Safe, read-only AWS investigation tools for AI coding agents.

`aws-safe-mcp` is a local, read-only MCP server for investigating AWS resources
without exposing a raw AWS SDK escape hatch. It gives AI clients structured,
bounded tools for debugging serverless workloads while preserving IAM as the
authorization boundary.

**Status:** alpha.

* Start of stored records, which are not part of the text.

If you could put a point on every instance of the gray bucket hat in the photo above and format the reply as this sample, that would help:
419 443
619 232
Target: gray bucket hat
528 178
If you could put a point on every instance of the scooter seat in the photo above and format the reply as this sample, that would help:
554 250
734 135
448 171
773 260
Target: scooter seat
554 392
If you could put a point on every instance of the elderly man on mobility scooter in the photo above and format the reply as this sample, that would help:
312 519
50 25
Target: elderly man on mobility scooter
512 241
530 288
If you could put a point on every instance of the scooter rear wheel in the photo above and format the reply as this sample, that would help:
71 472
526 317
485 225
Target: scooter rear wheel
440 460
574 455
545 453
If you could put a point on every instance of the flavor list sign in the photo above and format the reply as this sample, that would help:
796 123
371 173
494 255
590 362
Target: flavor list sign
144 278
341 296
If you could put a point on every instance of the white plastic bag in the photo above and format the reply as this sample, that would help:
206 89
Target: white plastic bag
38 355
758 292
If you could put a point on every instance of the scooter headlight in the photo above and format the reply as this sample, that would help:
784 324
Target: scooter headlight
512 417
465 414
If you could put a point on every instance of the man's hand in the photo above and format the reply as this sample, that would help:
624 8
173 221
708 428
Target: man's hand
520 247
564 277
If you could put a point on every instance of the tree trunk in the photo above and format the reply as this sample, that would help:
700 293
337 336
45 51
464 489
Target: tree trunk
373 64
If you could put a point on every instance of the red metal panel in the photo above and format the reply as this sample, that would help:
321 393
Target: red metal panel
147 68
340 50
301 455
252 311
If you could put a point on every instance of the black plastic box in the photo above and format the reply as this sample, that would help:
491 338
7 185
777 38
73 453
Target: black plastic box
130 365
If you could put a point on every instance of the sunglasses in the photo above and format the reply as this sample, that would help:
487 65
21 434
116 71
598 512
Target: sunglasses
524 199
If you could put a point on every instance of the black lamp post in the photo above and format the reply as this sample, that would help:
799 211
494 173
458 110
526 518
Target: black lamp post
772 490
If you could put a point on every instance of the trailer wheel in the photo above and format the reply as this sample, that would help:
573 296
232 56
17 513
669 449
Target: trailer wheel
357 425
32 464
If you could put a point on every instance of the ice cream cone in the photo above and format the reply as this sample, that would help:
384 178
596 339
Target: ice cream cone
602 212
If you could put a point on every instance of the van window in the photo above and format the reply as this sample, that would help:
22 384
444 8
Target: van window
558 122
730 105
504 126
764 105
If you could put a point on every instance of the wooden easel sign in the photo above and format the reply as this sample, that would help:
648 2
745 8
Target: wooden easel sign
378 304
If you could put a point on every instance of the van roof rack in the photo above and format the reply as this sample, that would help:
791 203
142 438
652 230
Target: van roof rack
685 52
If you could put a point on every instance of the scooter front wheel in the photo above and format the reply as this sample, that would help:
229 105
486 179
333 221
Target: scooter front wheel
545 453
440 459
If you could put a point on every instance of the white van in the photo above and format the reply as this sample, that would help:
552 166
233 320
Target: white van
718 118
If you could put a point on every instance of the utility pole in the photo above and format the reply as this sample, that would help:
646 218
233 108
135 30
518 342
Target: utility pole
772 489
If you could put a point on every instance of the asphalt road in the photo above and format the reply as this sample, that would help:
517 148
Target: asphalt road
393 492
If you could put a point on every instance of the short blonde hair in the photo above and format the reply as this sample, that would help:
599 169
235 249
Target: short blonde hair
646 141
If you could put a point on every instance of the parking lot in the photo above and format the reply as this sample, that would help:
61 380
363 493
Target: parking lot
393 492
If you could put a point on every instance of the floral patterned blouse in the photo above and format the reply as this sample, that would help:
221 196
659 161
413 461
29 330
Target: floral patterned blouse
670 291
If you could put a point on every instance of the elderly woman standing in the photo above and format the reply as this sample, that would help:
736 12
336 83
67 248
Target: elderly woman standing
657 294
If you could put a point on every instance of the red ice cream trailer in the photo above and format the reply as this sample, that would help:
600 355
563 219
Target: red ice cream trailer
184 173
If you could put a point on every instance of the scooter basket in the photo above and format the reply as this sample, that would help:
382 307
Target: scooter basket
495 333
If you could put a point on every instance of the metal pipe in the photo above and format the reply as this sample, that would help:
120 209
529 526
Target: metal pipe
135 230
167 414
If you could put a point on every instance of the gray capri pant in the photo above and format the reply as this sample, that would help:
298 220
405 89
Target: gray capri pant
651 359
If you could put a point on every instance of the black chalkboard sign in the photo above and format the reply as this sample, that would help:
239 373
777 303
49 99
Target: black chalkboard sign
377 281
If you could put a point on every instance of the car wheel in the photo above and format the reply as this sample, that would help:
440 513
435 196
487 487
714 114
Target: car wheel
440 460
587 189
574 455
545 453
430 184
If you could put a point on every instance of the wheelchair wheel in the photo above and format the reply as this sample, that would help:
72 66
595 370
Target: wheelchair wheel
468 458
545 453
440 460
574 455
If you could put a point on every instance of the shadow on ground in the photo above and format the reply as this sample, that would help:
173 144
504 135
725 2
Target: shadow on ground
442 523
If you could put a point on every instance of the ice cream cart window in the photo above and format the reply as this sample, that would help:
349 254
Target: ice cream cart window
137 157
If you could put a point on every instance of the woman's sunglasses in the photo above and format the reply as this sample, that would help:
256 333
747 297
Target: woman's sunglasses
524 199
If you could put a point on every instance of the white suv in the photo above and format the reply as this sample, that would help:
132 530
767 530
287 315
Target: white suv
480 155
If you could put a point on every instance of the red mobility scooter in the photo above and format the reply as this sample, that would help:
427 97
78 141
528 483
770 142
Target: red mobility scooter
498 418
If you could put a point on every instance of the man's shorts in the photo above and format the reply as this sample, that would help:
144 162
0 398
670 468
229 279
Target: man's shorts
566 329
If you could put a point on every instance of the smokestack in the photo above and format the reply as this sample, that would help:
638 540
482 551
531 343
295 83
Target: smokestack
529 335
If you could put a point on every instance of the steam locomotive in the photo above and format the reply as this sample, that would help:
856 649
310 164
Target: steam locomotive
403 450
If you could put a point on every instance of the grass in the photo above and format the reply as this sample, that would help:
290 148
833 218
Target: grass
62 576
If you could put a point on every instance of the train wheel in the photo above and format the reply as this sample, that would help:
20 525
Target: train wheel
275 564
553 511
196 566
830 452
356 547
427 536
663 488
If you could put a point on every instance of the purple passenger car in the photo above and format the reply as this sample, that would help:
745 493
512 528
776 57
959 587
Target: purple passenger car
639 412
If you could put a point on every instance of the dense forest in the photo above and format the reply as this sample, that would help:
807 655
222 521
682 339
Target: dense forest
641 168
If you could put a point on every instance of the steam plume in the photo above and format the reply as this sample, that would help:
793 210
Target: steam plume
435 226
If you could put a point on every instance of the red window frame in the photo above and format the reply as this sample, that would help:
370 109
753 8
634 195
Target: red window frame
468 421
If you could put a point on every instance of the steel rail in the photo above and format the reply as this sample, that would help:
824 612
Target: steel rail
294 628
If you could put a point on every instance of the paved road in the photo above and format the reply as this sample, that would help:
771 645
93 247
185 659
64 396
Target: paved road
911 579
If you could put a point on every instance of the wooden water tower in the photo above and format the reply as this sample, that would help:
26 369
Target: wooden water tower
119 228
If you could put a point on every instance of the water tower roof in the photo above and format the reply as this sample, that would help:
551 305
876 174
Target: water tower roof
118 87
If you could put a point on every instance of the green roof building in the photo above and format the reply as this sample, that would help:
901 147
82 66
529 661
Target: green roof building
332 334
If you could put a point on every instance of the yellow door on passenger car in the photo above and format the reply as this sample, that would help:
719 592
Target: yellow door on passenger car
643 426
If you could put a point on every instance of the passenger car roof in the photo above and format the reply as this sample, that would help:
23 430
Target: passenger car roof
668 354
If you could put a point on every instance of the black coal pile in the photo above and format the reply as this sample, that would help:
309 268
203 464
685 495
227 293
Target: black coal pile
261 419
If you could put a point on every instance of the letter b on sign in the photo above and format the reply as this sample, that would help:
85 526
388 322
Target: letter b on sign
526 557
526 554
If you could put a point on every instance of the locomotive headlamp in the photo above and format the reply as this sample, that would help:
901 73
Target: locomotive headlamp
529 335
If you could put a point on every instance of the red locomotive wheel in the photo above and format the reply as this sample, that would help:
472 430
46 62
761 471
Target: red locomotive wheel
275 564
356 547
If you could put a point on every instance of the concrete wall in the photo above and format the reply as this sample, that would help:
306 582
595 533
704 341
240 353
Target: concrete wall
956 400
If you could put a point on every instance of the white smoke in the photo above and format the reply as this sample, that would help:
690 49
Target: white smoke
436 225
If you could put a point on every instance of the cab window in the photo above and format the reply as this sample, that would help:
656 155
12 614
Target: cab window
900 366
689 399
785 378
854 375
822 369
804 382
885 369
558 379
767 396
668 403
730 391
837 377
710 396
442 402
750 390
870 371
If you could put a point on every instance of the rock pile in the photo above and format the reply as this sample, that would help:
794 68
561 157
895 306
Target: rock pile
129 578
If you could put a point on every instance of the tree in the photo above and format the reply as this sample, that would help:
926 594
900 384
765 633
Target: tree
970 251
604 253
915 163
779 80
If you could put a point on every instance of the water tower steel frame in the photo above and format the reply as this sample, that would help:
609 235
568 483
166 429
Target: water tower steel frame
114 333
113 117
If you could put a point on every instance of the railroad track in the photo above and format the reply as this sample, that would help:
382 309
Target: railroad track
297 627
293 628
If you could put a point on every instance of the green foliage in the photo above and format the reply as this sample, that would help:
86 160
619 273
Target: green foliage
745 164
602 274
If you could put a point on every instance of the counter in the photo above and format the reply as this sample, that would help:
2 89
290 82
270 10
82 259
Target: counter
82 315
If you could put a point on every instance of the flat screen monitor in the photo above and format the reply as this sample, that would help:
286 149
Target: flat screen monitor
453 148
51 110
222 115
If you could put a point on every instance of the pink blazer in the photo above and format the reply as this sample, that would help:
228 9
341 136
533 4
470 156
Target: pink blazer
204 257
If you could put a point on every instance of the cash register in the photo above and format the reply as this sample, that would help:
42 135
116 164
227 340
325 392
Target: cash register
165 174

The server is intentionally read-only in v1, and tool outputs
are designed for investigation rather than complete AWS inventory export.

Use it to:

- Trace serverless dependencies across Lambda, EventBridge, Step Functions, and
  API Gateway.
- Trace Lambda VPC egress paths to understand inferred internet and private
  network reachability.
- Inspect recent failure signals without exposing secrets or raw payloads.
- Check permission paths with IAM simulation when available.
- Give AI clients useful AWS context without handing them a raw SDK shell.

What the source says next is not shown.